Mentre le attese di crescita economica della Svizzera aumentavano, da 1.3% a quasi 1.8%, la borsa elvetica ha reso circa 25% sul periodo. Guardando ai casi negativi, la vicenda LatAm è abbastanza nota (basti ricordare il crollo prolungato degli EPS (Earnings Per Share) azionari); la crescita attesa 2013 è calata in un anno da 3.8% a circa 2.5%, tasso quasi recessivo per standard “emergenti”. Nel frattempo, la borsa LatAm ha perso il 2%. Anche in area EMEA, dominata dall’Europa centro-orientale, le attese di crescita sono calate, di circa 0,8 p.p. sulle 52 settimane, e nel frattempo la borsa ha reso 7.2%, meglio del LatAm ma sempre molto meno che in varie economie mature.

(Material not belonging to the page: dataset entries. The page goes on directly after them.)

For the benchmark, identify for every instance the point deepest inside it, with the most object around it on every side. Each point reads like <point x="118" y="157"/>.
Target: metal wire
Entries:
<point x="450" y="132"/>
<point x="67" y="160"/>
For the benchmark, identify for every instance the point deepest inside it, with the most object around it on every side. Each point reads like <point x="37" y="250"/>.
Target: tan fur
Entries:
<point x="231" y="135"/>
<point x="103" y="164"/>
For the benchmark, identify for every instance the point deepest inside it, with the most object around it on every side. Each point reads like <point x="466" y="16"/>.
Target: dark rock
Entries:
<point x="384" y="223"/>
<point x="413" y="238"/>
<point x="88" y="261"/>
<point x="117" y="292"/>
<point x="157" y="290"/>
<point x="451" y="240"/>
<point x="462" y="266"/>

Possiamo già notare, nei casi “estremi” del nostro piccolo campione, una correlazione tra buone “vibes” sul PIL reale e la performance azionaria. In effetti, l’indice di correlazione tra i dati sul PIL e quelli di mercato vale 0,80, un dato positivo e relativamente elevato. Del resto, “ovviamente” direbbe qualcuno, anche analisi econometriche serie confermano la relazione positiva tra borse e variabili di “scala” quali produzione industriale, PIL, EPS. Ciononostante, la crescita economica, per quanto importante, non è l’unica determinante dei valori di borsa, e lo si vede sia dalle analisi “serie” di lungo periodo come pure dal nostro “spot check”. Infatti, notiamo come due aree caratterizzate da “bad vibes” su PIL, USA e UEM, hanno tuttavia guadagnato il 23% in media sul periodo. Come mai?

 

Al riguardo, come abbiamo trattato in precedenza, la nostra attenzione cade sulla politica monetaria ultra-espansiva attuata in queste due aree: tassi d’interesse a zero e liquidità in eccesso (anche se con sfumature diverse tra Fed e ECB, e tenuto conto della crescita comunque palesata dagli utili). Un metodo ben noto per indurre le banche a lubrificare i mercati, sia direttamente che indirettamente, soprattutto laddove le stesse non vedano convenienza nell’attività di credito classico - all’economia reale.